Bulut’un hamlemi engellemesiyle olduğum yerde kaldım. İçimdeki öfke her salise daha da büyüyordu ama beni durduruş şekli fazlasıyla kesindi. Onu çiğneyemezdim bu kadar insanın içinde.

Irmak tam ağzını tekrar açacakken Bulut hızlı bir hamleyle insanların bakışlarını umursamadan elimi tuttu. Napıyordu bu çocuk? Okulda olduğumuzu tamamen unutmuştu. Bir hoca görse benim için hoş olmayabilirdi. Sonuçta burslu bir öğrenciydim ve bursumu kesmeleri işten bile değildi. Tabi bunu umursadığı falan yoktu muhtemelen.
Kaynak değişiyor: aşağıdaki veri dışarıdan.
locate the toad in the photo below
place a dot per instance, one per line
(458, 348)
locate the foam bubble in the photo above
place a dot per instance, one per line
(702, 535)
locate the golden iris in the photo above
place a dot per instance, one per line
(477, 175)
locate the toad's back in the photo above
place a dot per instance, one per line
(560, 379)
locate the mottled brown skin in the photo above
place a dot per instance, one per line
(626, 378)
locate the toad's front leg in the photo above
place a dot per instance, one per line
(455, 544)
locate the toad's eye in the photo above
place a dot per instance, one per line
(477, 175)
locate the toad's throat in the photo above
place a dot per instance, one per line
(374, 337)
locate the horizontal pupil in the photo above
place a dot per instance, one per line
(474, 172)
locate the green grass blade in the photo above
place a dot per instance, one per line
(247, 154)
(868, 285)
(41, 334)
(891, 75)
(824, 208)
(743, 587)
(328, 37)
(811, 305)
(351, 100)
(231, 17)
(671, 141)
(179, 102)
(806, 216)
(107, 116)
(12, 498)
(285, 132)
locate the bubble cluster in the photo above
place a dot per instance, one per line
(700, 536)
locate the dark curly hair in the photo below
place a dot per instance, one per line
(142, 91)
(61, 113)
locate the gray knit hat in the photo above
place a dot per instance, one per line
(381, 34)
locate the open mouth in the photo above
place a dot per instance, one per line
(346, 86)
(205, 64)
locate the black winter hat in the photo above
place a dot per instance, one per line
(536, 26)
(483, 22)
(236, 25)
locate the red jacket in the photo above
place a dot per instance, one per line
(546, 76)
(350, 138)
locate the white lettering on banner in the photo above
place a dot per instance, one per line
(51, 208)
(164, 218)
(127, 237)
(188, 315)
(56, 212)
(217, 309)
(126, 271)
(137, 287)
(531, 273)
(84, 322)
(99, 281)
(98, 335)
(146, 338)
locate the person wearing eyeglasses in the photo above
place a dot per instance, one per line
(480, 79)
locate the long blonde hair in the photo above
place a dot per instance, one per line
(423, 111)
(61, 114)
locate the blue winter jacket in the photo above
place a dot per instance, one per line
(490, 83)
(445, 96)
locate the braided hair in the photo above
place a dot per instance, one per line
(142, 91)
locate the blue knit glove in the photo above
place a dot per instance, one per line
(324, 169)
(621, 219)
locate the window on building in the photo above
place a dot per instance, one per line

“Pelin artık benim kız arkadaşım. Alışsanız iyi olur”

KIZ ARKADAŞ? Cümlesiyle birlikte ortamdaki herkes kelimenin tam anlamıyla buz kesti. Ben dahil. Neyin kafasını yaşıyordu bu çocuk?  Daha bir ay öncesine kadar Batuhanla sevgili olduğumu düşünüyordu herkes, şimdi bu neyin nesiydi? İnsanlar ne düşünürdü benim hakkımda, hiç umursamıyordu. Beni farklı şeylerden korumak isterken daha çok dibe batırdığının farkında mıydı acaba?

Gözlerim kocaman bir şekilde söylenenleri sindirmeye çalışırken elimi bırakmadan beni binanın içine sürükledi. Hayır, böyle olmayacaktı. Canına okuyacaktım onun.

Koridora girdiğimizde tam ağzımı açacaktım ki tek eliyle ağzımı kapattı.

“Ben Batuhanla konuşmaya gidiyorum. Sınıfına git ve kimseye bulaşma” dedi.

“Ne yani? Ben mi bulaşıyorum insanlara?” dediğimde cevap beklemeden yürümeye başlamıştı bile. Benim de bir sınırım vardı. En yakın zamanda bunu ona ödetecektim. Kız arkadaş demek? Herkesin içinde sevgiliyiz demişti. Önce bir bana söyleseydi bari. O kadar insanla birlikte öğrenmek zorunda mıydım? Hem kabul edeceğimi nereden biliyordu. Gerizekalı. Aptal.

Kendi kendime söylenirken adımı duyduğumda hafiften kendime geldim. Kafamı çevirdiğimde Hazal ve Özge’yi gördüm ve rahatlamayla karışık bir duygu kapladı içimi. Bu kızlar bana iyi geliyorlardı ve şu an hissettiklerimi birine aktarmazsam öfkeden patlayabilirdim.

İkisi de gözleri kocaman olmuş bir şekilde yanıma geldiklerinde Bulutla aramda geçenlerden bihaber olduklarını hatırladım. Ahh. Bu kızlar daha geçen gün beni Batuhanla yakıştırmıyorlar mıydı? Şimdi ne düşünüyorlardı kim bilir. Haklıydılar da düşünmekte. Ben bile şu an kendi hakkımda pek iyi şeyler düşünmüyordum. Bir an önce bir açıklama yapmam gerekiyordu.